Женщина с удивлением приоткрыла свои напуганные очи и, с непониманием глядя на Роксану, стала медленно подниматься на ноги. И в эту самую секунду произошло то, на что она даже и надеяться давно перестала: она осторожно встала в полный рост и, как бы ей это ни показалось непривычным, невыносимая боль в ее бедре полностью исчезла, оставляя после себя только странное и прохладное чувство того, что чего-то теперь уже и не хватает.
– Но... Но как? Быть того не может! – потихоньку осознавая, что же именно произошло, осторожно заговорила Элеонор, опасаясь спугнуть минутную легкость. – Если я не брежу, то скажите: как мне вас...
– Благодарить меня не стоит, – тут же ответила Роксана, – ибо тебя я только что теоретически убила. Нет-нет, ты не подумай! Практически ты будешь жить. И жизнь твоя будет некороткой, ибо приду я за тобой тогда, когда исполнится тебе восемьдесят девятый год. Однако жизнь ли это будет вовсе? В этом главный твой вопрос.
– Что вы имеете в виду? – не понимая о чем идет речь, спросила та, которая за долгие годы впервые смогла уверено стоять на ногах, не прибегая к помощи трости.
– Видишь ли в чем дело... – начала Роксана, облокотившись спиной об уличный столб, размышляя над тем, как бы точнее объяснить свои мысли той, которая видит мир в трехмерном измерении. – Существует, назовем его, вселенский план, ведомый Демоном с Богиней, в котором каждый человек, животное и даже самый незначительный предмет имеет свое особое предназначение. Твое же предназначение завтра утром умереть. И хотя избавила тебя я от болезни, и ты, Элеонор, свое продолжишь бытие и не простишься завтра с миром, замысел вселенной изменить уже нельзя. А это значит, что жизнь твоя все краски потеряет, ибо быть тебя здесь более не должно. Не жизнь, а существование. Ты превратишься в собственную тень, лишенную всяких чувств, удовольствий и страданий, фригидную да леденящую, как лед, не способную даже свой холод ощутить. О муже и о детях даже не мечтай! Бездетной будешь ты отныне. А мужчины же твои, с которыми ночи коротать захочешь, уже на следующее утро тебя будут забывать. Забудут вскоре и родные, знакомые, друзья. Карьера тоже не удастся, да и вообще все эти годы просуществуешь ты без смысла, не оставив ничего... и ничего и не возьмешь, будто тебя и вовсе нет. Обыкновенный наблюдатель с опустошенною душой. Так говори же мне пока не поздно, пока стою я пред тобой: неужели ты себя обречь на эту участь хочешь?
– Да! – тихо, но довольно уверенно ответила Элеонор, делая самый важный выбор, который когда-либо ей предоставляла судьба, выбирая между смертью и безнадежно бессмысленным существованием, полностью осознавая, что не всякая жизнь лучше смерти.

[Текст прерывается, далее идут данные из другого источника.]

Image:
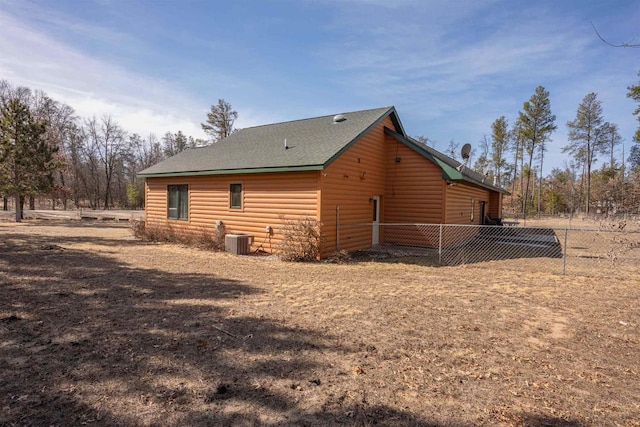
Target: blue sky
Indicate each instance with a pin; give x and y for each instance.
(449, 67)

– Пусть будет по-твоему! – вздохнула Роксана. – Тогда на этом и расстанемся с тобой. А когда через полвека вновь к тебе я объявлюсь, ты мне и расскажешь: стоило ли оно того?
Элеонор с неописуемой словами благодарностью вновь приклонила перед предвечной голову, а когда приподняла, увидела, как Роксана беззвучно растворилась во мгле столь же неожиданно, как и появилась.
И продолжая стоять в полном одиночестве на пустой и тихой улице, окутанной серым туманом, женщина, которой опора была более не нужна, тут же отбросила свою стильную трость куда-то в кусты, сразу после чего, не боясь испачкать блузку, верхнюю пуговицу которой смело расстегнула, рукавом вытерла с лица слезы, испортившие весь макияж, и торопливо скинула с себя свои красивые, но донельзя неудобные туфли, с облегчением ступив на землю босыми ногами. А через несколько минут, вновь переосмыслив все, что только что здесь было сказано ею и зеленоглазой дамой с губами цвета крови, имени которой она так и не узнала, Элеонор скрылась и сама.